A rischio il futuro dei patronati

Lettera-appello al premier Renzi di diversi parlamentari del Pd, tra cui il senatore sassarese Silvio Lai. La legge di stabilità prevede tagli per 150 milioni di euro

 

 

Silvio-Lai
Silvio Lai

Roma. «I patronati sono un fiore all’occhiello del sistema sociale italiano. L’Europa ce li invidia. Si tratta di un’istituzione moderna da salvare». Con queste parole un gruppo di parlamentari si rivolge al presidente del Consiglio Matteo Renzi e chiede di non effettuare tagli al fondo patronati. Tra i firmatari anche il senatore sardo del Pd Silvio Lai. «È un’iniziativa che ho deciso di sostenere con grande convinzione perché conosco molto bene l’importantissima funzione svolta quotidianamente dai patronati. Nella lettera inviata a Renzi – prosegue Lai – sono elencati tutti i benefici che tale attività comporta sia per i cittadini che per la pubblica amministrazione. Intanto una riduzione delle spese. Il Comitato di indirizzo e vigilanza dell’Inps ha accertato che se oggi i patronati chiudessero la Pubblica Amministrazione dovrebbe spendere 657 milioni di euro per dare tutti i servizi che vengono resi oggi, a fronte dei 430 milioni previsti dal fondo patronati.

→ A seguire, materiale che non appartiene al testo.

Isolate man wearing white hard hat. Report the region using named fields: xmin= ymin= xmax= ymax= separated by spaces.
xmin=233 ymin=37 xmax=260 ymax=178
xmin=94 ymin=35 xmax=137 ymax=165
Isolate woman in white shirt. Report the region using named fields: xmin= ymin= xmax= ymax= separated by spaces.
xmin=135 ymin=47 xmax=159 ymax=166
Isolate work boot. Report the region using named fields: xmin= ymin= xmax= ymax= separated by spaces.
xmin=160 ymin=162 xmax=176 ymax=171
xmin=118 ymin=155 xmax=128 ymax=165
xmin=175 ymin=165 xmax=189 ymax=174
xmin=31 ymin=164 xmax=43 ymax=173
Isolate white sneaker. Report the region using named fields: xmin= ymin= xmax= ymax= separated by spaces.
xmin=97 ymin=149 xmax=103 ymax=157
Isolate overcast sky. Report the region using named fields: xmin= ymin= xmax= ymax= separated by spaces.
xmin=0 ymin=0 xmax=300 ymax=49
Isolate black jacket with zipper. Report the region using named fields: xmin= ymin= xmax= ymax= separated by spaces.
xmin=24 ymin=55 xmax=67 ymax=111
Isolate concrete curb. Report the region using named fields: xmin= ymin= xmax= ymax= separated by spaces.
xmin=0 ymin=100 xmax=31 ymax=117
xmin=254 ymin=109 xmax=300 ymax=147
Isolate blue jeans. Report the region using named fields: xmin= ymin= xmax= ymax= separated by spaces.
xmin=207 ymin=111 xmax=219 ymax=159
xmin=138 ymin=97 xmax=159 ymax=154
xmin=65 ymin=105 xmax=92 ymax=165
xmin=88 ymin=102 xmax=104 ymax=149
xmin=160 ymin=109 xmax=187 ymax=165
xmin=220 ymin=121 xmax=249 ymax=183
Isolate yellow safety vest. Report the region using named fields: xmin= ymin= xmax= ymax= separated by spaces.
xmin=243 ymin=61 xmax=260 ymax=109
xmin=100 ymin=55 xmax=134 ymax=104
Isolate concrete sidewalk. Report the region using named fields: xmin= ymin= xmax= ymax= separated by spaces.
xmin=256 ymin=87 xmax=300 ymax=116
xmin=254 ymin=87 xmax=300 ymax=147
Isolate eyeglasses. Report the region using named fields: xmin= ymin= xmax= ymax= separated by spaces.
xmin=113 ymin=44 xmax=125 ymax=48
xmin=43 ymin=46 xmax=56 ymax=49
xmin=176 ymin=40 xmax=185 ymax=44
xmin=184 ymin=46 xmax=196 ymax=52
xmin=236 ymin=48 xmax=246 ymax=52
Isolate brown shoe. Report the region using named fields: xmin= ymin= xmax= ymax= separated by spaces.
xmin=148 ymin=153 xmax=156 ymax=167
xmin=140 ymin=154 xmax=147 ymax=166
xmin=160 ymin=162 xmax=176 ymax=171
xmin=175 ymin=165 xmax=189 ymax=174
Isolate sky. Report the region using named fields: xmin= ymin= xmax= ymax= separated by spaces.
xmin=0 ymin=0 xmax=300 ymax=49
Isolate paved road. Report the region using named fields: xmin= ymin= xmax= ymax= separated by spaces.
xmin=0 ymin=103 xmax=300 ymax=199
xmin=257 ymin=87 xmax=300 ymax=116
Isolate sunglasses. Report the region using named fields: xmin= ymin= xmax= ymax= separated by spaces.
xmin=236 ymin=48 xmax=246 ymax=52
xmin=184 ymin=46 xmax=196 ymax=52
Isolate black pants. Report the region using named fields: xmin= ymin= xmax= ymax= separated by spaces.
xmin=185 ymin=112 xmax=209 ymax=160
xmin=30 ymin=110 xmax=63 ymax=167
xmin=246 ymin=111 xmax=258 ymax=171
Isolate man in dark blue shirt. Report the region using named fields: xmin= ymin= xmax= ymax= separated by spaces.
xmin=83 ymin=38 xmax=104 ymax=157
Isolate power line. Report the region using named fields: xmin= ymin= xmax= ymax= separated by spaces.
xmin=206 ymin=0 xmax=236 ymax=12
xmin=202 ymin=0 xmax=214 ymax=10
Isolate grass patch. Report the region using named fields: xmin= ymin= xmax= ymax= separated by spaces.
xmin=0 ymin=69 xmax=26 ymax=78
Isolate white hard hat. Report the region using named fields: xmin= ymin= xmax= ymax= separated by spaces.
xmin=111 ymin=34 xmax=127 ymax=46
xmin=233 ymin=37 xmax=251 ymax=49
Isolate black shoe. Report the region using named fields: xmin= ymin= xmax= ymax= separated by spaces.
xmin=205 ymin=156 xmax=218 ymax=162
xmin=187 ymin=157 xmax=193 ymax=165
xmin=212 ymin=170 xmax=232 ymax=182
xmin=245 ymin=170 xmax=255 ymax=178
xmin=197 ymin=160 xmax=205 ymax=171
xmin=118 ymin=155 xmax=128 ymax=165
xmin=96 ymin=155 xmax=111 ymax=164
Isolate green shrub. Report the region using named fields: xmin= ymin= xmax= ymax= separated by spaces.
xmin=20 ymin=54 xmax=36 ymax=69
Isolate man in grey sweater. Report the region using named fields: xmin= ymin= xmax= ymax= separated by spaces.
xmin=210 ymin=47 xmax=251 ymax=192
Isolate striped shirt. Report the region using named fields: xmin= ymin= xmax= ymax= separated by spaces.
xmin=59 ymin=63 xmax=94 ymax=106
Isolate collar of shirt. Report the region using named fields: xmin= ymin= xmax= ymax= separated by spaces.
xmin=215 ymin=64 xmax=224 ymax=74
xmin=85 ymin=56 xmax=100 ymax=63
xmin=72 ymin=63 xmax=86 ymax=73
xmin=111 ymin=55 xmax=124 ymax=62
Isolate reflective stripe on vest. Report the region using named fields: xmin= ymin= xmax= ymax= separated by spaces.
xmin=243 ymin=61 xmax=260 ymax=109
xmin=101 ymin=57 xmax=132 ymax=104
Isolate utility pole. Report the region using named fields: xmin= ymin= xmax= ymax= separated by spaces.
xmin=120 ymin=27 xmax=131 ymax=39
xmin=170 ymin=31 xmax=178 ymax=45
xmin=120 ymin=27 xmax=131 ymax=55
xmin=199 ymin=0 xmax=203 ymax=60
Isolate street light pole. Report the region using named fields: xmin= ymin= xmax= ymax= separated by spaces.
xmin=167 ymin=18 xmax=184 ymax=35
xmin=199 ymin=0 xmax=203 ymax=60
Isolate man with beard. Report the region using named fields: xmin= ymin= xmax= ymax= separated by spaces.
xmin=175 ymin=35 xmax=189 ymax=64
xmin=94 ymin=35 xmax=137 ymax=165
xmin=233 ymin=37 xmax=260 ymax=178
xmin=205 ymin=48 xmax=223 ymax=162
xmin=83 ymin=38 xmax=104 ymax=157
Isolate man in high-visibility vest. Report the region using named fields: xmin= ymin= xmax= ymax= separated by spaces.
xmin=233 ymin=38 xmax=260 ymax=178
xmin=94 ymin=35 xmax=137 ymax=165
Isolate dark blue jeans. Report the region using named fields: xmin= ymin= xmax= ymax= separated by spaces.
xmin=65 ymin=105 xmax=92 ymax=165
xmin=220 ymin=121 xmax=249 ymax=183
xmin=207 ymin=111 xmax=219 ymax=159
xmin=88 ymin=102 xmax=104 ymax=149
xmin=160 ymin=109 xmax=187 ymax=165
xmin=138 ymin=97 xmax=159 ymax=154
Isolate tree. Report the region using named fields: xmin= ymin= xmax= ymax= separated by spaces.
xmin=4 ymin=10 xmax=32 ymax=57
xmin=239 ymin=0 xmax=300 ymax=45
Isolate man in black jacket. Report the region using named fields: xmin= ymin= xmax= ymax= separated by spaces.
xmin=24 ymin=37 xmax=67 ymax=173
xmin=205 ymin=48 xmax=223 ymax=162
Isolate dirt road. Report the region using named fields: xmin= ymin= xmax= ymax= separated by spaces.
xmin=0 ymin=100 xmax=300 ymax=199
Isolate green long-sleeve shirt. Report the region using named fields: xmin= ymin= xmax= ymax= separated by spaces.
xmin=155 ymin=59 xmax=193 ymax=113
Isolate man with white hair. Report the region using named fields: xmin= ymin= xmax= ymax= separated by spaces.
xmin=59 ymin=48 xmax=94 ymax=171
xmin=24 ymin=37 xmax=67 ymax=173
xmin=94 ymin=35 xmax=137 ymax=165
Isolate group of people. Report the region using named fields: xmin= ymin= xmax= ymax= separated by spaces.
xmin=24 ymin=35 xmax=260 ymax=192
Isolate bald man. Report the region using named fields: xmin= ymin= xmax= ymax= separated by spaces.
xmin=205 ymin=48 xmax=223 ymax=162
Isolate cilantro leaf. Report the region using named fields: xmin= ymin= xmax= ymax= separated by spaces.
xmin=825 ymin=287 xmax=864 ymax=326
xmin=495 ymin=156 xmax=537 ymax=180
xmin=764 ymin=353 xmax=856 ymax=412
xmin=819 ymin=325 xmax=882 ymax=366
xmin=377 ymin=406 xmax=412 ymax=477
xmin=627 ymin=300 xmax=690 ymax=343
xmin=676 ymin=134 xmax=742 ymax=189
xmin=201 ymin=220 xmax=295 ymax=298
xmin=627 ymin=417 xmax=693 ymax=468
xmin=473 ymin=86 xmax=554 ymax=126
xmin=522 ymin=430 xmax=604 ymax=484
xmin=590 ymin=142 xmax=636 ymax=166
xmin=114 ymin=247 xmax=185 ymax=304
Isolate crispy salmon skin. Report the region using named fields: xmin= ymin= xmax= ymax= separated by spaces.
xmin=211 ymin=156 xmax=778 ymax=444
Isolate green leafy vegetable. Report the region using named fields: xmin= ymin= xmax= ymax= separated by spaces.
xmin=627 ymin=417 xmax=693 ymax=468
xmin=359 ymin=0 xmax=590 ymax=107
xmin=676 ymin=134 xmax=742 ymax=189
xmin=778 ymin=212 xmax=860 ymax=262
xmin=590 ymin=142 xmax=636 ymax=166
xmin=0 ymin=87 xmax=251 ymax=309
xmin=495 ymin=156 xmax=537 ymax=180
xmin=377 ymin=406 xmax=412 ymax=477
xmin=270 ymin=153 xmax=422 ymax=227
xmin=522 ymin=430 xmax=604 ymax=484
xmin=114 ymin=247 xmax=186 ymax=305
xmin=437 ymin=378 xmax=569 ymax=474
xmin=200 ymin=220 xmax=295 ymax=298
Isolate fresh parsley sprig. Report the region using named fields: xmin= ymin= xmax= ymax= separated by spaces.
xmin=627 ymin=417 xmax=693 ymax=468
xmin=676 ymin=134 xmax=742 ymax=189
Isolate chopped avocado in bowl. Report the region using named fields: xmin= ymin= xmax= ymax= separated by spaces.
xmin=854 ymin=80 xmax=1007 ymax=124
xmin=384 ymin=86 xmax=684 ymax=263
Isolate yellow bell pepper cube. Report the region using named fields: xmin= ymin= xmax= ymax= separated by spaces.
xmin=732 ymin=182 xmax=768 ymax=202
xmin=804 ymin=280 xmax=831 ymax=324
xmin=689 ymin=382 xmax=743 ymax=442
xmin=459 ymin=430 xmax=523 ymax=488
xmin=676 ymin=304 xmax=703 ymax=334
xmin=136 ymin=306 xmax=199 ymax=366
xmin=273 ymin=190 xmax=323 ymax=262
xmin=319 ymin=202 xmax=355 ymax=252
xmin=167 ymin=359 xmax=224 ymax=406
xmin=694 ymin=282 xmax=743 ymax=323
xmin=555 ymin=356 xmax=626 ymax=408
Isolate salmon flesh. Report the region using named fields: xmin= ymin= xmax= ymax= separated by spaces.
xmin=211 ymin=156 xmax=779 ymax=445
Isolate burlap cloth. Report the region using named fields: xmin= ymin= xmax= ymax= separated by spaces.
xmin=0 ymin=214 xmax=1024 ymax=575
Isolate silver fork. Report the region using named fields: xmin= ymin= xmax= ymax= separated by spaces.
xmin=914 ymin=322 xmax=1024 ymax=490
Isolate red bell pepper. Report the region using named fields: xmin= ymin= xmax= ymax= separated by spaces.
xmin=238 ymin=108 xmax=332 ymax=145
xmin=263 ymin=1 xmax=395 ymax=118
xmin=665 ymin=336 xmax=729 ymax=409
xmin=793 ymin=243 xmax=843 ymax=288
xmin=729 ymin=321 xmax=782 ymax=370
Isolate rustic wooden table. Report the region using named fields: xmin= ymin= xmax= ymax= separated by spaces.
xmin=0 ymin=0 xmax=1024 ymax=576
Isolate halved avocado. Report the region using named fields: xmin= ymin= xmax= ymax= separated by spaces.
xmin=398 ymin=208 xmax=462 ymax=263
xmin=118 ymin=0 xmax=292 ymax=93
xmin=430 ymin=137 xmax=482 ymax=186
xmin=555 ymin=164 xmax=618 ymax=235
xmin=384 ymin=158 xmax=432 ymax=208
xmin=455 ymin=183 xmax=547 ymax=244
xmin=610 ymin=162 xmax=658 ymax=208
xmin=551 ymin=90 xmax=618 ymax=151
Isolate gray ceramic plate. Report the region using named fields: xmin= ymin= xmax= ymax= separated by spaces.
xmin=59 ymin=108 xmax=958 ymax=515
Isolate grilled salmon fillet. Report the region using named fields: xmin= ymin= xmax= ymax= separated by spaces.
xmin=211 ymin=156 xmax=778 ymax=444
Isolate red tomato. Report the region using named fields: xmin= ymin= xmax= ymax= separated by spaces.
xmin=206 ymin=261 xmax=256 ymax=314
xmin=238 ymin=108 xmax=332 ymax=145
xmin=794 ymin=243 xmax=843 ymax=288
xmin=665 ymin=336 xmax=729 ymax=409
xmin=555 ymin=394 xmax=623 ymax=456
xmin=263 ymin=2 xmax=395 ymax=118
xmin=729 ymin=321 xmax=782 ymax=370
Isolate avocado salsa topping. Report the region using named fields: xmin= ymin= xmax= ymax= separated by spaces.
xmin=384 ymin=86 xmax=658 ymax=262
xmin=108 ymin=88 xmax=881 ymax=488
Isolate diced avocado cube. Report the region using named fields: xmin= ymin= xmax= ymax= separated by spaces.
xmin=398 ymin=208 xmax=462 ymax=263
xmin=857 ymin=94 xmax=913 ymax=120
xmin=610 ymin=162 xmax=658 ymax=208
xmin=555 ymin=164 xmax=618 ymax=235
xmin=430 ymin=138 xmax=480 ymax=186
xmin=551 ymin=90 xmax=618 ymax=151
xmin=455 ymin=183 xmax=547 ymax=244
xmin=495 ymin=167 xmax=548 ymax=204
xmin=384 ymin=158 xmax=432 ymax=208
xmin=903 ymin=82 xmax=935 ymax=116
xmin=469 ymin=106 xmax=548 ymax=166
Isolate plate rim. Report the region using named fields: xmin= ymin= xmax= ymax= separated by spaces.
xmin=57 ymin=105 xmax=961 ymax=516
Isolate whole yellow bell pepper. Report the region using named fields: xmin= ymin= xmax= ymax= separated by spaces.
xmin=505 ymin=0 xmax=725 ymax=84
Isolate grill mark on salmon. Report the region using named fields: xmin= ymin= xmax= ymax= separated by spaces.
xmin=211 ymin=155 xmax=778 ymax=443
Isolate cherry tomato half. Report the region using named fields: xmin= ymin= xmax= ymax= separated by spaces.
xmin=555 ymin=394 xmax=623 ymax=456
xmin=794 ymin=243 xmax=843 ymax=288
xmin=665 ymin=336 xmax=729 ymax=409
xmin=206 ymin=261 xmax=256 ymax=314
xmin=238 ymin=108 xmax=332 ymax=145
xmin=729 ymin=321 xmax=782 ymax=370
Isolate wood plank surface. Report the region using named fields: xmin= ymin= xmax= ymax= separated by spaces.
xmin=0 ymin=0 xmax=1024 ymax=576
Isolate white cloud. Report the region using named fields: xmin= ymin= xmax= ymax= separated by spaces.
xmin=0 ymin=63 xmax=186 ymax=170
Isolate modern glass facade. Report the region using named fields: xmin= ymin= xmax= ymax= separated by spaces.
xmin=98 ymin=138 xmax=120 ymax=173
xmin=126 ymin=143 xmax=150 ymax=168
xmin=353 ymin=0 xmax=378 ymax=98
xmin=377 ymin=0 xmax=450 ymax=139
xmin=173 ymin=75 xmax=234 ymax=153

Si tratta di Enti che si sono rinnovati nel tempo, capaci di svolgere gratuitamente, ripeto gratuitamente, funzioni diverse che in altri paesi vengono offerte a pagamento da privati. Con la Legge di Stabilità il taglio al fondo patronati sarebbe di circa 150 milioni di euro. Una scelta da rivedere, tenendo conto anche del fatto che le risorse del fondo vengono alimentate da una ritenuta sui contributi previdenziali versati dai lavoratori e dalle imprese. In pratica – scrive Lai – si rischia un ridimensionamento dei servizi tagliando di un terzo un fondo che non viene alimentato da finanziamenti pubblici generici. Inoltre va valutata la possibilità di liberare i patronati dai vincoli delle sole prestazioni gratuite perché con una tale professionalità sono ampi gli spazi di consulenza che possono essere individuati in raccordo con il sistema della previdenza pubblica».

 

La lettera, inviata anche al ministro dell’Economia Padoan, si conclude con un vero e proprio appello: «Riteniamo che debba essere ripristinato l’ammontare del fondo previsto nel bilancio 2014, al fine di evitare il ridimensionamento dei servizi che sono particolarmente utili per i cittadini, costretti altrimenti a ricorrere a più costosi consulenti».